Mikey singing social
Party monarch champion taking on calypso commentary
Twenty-fourteen is a special year for Michael Mikey Mercer. It is his tenth year in the music business; and he is looking to do things a bit differently, if not with a bang.
“To be honest, when I first started, I gave myself about five to six years to be recognized as a soca artist,” he told Bajan Vibes. “That got a bit of a jump-start in my first year by winning the Road March.”
After that, the next two years were for the king, by some people’s standard, a bit low-keyed. But not for Mikey. He told us that for him this was an opportune time to step back and do what this industry requires: learn.
“You have to learn from these things. I didn’t place as high. I came ninth in my second year; and in my third I actually didn’t make Party Monarch. So I was just working to see what the public looks for from me, what it is that I was doing, and trying to acquire a symbiotic relationship with that.
“And from there it was about nine second places until I won in 2011,” said Mikey, who is also one of the main singers with the island top soca band Soka Kartel.
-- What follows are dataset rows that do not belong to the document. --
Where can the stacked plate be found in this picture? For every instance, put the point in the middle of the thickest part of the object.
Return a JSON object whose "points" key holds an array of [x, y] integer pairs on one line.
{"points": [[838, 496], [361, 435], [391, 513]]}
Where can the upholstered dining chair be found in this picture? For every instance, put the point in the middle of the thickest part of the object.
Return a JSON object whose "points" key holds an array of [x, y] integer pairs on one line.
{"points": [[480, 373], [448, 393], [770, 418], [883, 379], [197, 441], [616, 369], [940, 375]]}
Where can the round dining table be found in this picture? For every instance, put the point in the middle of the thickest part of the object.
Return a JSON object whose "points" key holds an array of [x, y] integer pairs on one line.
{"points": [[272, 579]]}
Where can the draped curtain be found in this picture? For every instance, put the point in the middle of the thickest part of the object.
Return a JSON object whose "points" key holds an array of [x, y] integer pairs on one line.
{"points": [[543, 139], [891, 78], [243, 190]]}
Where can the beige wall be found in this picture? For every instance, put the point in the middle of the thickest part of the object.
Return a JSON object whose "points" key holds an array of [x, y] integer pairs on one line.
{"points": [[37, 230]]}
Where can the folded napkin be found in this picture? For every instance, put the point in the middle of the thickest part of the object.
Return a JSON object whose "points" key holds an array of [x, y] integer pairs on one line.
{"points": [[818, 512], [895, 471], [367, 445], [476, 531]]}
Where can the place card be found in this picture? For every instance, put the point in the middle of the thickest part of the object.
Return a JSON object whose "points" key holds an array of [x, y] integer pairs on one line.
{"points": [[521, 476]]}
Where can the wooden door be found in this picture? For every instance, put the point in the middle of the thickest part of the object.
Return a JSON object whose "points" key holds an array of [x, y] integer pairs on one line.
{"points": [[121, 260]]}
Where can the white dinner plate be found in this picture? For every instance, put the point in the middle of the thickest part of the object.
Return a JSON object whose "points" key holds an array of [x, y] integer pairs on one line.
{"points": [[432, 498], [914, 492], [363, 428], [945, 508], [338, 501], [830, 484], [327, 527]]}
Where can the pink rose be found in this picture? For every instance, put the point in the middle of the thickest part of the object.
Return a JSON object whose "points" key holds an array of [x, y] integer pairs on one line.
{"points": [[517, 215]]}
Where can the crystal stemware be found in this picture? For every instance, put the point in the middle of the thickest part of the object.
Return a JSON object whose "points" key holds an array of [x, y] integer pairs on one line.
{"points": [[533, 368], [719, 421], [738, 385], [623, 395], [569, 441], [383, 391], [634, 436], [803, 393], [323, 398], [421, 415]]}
So just what will he be doing this year? Something he suggests that he has been putting off for a bit: singing social commentary.
“I will be releasing between eight and ten tracks, inclusive of two social commentaries, and about three or four collaborations, both locally and regionally. Social commentary is something I have always wanted to do for a while, but I don’t . . . . I am not going to go in blind. I like to do my research and choose the topic that suits me properly. From there it is to get writers to assist me, or write for me as the case may be.
“The first track that has been released already and [it] has been getting a fair amount of airplay is called Turn Up The Love which speaks to the ending of domestic violence, particularly violence against women. Everyone know that that is a cause that I am very passionate about. I am actually a UN ambassador; I work with UNIFEM, and I work with the Business And Professional Women’s Club of Barbados, and all such dealing with that,” Mikey explained.
His next track Time Fuh We is to be released this week and focuses on how we as a people can help each other at this time.
“There are things that we can do that people can relate to me because it is stuff that I do on a general basis with the charity in particular. I am very excited about it. It is something new for me, and I have been talking to the older calypsonians and getting any sort of insight that I can from them where performing and putting over social commentary is concerned,” he added.
As for ten years on, Mikey sums it all up by saying that it has been a lot of work, a lot of planning, a lot of sleepless nights.
“ . . . A lot of very long studio hours. We are proud of the growth and know we have a way to go. I am very thankful to all my corporate partners who are coming and supporting what I have been doing over the ten years and I want to thank the charities that support me in doing what I do.
“This helps a lot because charity work is extremely draining. Anyone who does charity work knows it is extremely tiring, but the feeling that you get at the end of it all makes it worth it.”